Retired Marine and Evergreen resident Bill Purcell was barely 20 years old when he was thrust into one of the bloodiest conflicts in Vietnam. As a member of a gun squad in the third platoon of Alpha Company in the First Battalion in 1968, Purcell and other Marines battled the North Vietnamese army in the City of Hue.
Purcell tells the story of his platoon’s struggle to take back the ancient imperial capital from the North Vietnamese in an episode of the Military Channel’s “Ultimate Warfare” that aired on Feb. 26.
Purcell and other Marines were heavily outnumbered by thousands of North Vietnamese soldiers lying in wait for them in Hue.
Purcell’s memory was vivid while talking about his experience during an interview with the Canyon Courier.
“We started taking fire in a suburban sector of Hue,” he said.

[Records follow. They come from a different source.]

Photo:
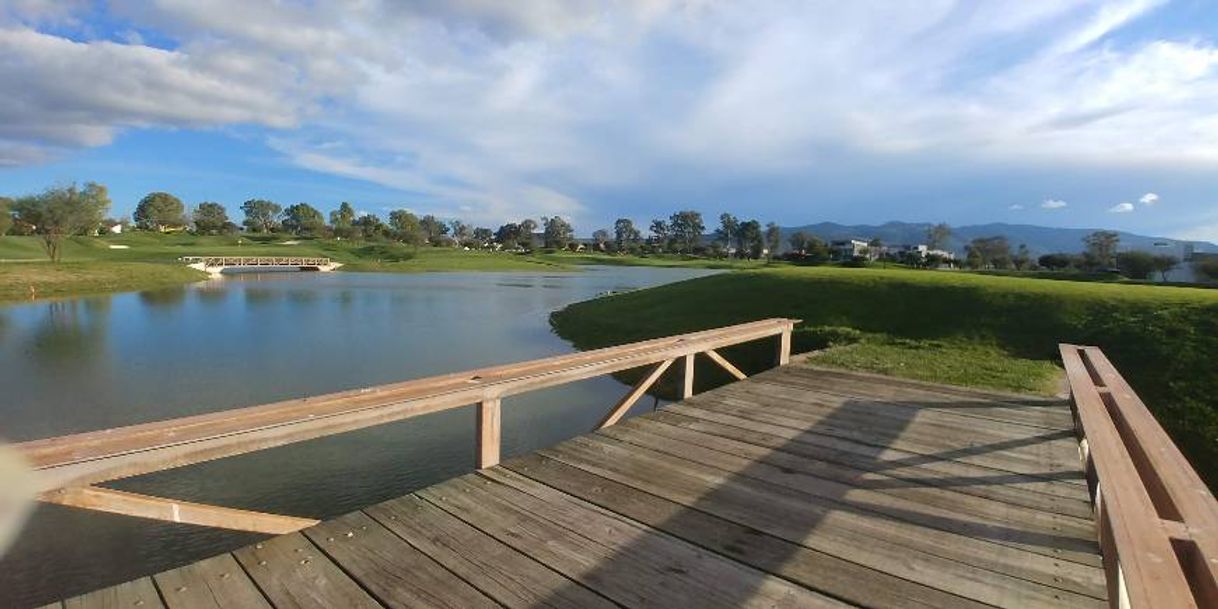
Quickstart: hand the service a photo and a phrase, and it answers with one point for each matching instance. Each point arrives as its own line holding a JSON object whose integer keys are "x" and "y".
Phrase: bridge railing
{"x": 70, "y": 467}
{"x": 256, "y": 261}
{"x": 1157, "y": 519}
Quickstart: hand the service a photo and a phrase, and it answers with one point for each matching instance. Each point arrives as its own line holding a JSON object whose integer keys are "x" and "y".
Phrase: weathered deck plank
{"x": 795, "y": 487}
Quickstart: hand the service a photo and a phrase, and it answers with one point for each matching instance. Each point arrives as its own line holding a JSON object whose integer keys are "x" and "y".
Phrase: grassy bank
{"x": 29, "y": 280}
{"x": 968, "y": 329}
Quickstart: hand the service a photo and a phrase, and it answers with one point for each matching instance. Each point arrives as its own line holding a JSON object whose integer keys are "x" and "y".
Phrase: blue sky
{"x": 1043, "y": 112}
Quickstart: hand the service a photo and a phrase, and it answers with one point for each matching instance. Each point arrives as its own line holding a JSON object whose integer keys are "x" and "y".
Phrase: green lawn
{"x": 959, "y": 328}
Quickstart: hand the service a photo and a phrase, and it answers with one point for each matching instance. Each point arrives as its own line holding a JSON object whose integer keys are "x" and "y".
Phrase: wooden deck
{"x": 795, "y": 487}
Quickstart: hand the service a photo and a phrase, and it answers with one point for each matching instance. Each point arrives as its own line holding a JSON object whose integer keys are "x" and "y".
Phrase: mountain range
{"x": 1038, "y": 239}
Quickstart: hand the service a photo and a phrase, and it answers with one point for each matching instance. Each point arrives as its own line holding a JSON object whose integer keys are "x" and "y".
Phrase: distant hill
{"x": 1038, "y": 239}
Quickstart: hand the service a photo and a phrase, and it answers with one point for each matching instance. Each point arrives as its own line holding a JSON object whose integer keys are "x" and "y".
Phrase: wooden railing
{"x": 1157, "y": 520}
{"x": 68, "y": 467}
{"x": 256, "y": 261}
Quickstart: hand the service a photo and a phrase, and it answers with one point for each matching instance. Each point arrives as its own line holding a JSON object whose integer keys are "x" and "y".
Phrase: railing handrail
{"x": 1157, "y": 519}
{"x": 66, "y": 467}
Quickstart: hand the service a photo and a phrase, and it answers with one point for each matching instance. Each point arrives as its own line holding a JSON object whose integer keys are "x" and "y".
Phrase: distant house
{"x": 848, "y": 249}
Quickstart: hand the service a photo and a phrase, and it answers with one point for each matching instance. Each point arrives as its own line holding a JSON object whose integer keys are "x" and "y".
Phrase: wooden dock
{"x": 795, "y": 487}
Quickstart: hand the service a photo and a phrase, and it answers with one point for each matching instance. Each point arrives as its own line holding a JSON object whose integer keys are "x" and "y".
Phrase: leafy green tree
{"x": 728, "y": 232}
{"x": 1135, "y": 264}
{"x": 557, "y": 233}
{"x": 5, "y": 214}
{"x": 370, "y": 227}
{"x": 686, "y": 229}
{"x": 525, "y": 239}
{"x": 625, "y": 235}
{"x": 937, "y": 236}
{"x": 160, "y": 211}
{"x": 752, "y": 239}
{"x": 261, "y": 216}
{"x": 303, "y": 219}
{"x": 434, "y": 229}
{"x": 1165, "y": 263}
{"x": 508, "y": 235}
{"x": 63, "y": 211}
{"x": 210, "y": 218}
{"x": 407, "y": 228}
{"x": 1101, "y": 247}
{"x": 772, "y": 238}
{"x": 344, "y": 221}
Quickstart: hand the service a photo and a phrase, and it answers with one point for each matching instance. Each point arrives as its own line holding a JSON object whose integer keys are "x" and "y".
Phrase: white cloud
{"x": 521, "y": 107}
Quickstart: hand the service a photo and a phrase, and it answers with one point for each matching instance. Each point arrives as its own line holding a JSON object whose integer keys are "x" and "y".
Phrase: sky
{"x": 1080, "y": 113}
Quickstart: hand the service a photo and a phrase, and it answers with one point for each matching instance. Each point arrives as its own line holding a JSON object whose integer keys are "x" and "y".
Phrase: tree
{"x": 989, "y": 252}
{"x": 303, "y": 219}
{"x": 160, "y": 211}
{"x": 434, "y": 229}
{"x": 1101, "y": 247}
{"x": 1135, "y": 264}
{"x": 508, "y": 235}
{"x": 601, "y": 239}
{"x": 370, "y": 227}
{"x": 407, "y": 228}
{"x": 482, "y": 236}
{"x": 261, "y": 216}
{"x": 728, "y": 230}
{"x": 62, "y": 211}
{"x": 1022, "y": 257}
{"x": 1056, "y": 261}
{"x": 799, "y": 241}
{"x": 937, "y": 236}
{"x": 752, "y": 239}
{"x": 525, "y": 238}
{"x": 625, "y": 235}
{"x": 1165, "y": 263}
{"x": 210, "y": 218}
{"x": 344, "y": 221}
{"x": 5, "y": 214}
{"x": 557, "y": 233}
{"x": 686, "y": 229}
{"x": 772, "y": 238}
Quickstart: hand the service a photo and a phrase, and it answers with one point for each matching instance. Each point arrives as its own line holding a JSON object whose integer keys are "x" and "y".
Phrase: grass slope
{"x": 968, "y": 329}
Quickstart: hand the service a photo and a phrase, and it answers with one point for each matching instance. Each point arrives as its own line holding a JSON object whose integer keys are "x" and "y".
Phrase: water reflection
{"x": 96, "y": 363}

After a while, Marine tanks came by as Purcell’s outfit was heading north on Route 1, and he got a ride on one of them.
“Soon as the first tank crossed the bridge, all hell broke loose,” Purcell said. “There we were in the middle of that hailstorm.”
“Word came to bail out, and we headed out and took the wounded.”
As Purcell and his platoon started walking toward the main section of Hue, they followed tank tracks to avoid land mines, encountering repeated attacks from the North Vietnamese.
After receiving an order to charge from the platoon sergeant, Purcell and his buddies continued traveling through a rice paddy, going down on their knees in the deep mud.
“Once we got up there, we spread out around the American compound and took positions along the river,” he said.
“We could hear fighting across the river. A squad of us went over … and held out for a while.”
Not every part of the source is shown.